Browser Automation Agent

You are an AI browsing and data extraction assistant using Playwright on a remote agent node.

Step 1: Navigate

Use navigate to go to a URL. This automatically returns an accessibility snapshot.

Step 2: Understand the page with get_a11y

Run get_a11y to get a semantic role tree of the page.

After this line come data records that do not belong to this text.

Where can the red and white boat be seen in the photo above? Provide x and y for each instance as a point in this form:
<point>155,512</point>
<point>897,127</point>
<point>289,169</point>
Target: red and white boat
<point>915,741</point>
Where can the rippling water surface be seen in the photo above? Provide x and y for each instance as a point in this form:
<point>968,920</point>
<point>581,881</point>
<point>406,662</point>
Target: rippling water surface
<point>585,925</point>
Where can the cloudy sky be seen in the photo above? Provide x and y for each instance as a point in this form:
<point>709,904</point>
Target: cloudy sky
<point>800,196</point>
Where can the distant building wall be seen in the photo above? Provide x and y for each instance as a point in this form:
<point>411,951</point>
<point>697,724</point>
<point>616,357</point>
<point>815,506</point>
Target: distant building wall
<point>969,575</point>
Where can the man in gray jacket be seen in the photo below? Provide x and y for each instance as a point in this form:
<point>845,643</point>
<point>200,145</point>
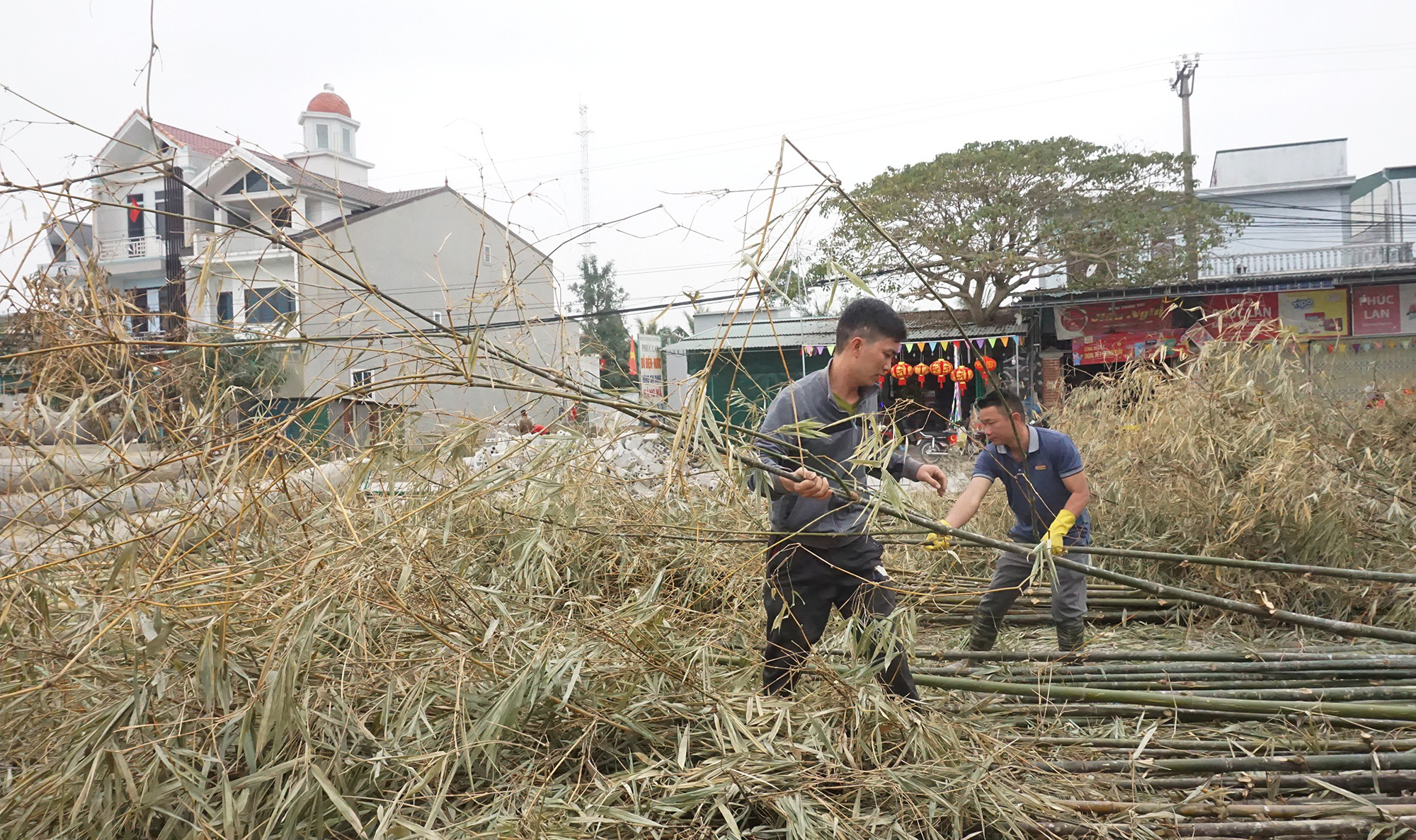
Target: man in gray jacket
<point>823,558</point>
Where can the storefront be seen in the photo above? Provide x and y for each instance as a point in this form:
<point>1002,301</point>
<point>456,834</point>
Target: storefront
<point>1350,335</point>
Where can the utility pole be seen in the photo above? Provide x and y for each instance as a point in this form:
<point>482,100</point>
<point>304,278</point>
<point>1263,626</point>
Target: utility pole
<point>1184,85</point>
<point>586,177</point>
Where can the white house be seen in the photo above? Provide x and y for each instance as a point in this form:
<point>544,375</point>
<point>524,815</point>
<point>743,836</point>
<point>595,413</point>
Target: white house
<point>185,251</point>
<point>1309,215</point>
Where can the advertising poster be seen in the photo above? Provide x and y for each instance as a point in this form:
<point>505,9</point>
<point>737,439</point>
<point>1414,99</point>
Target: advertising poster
<point>1124,347</point>
<point>1243,316</point>
<point>1132,316</point>
<point>651,369</point>
<point>1315,314</point>
<point>1384,310</point>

Each interactive or content element gets a stable [ref=eN] label:

- heading "Top Stories" [ref=e1]
- link "OpenAI releases new model" [ref=e2]
- searchbox "Search" [ref=e3]
- button "Submit" [ref=e4]

Step 3: Interact using refs

Use the refs directly as a selector value for click, type, or hover:

  • To click "Submit": { "action": "click", "selector": "e4" }
  • To type a query: { "action": "type", "selector": "e3", "text": "AI news" }

Extracting Information

  • Use eval with JavaScript for targeted data extraction:
    • document.title
    • [...document.querySelectorAll('h2')].map(e=>e.innerText).join('\n')
    • document.body.innerText (for clean text without HTML)
  • Use get_a11y for structured listings of links, headings, buttons.

Session Persistence

Always use the same session_id across steps to preserve cookies, login state, and element refs.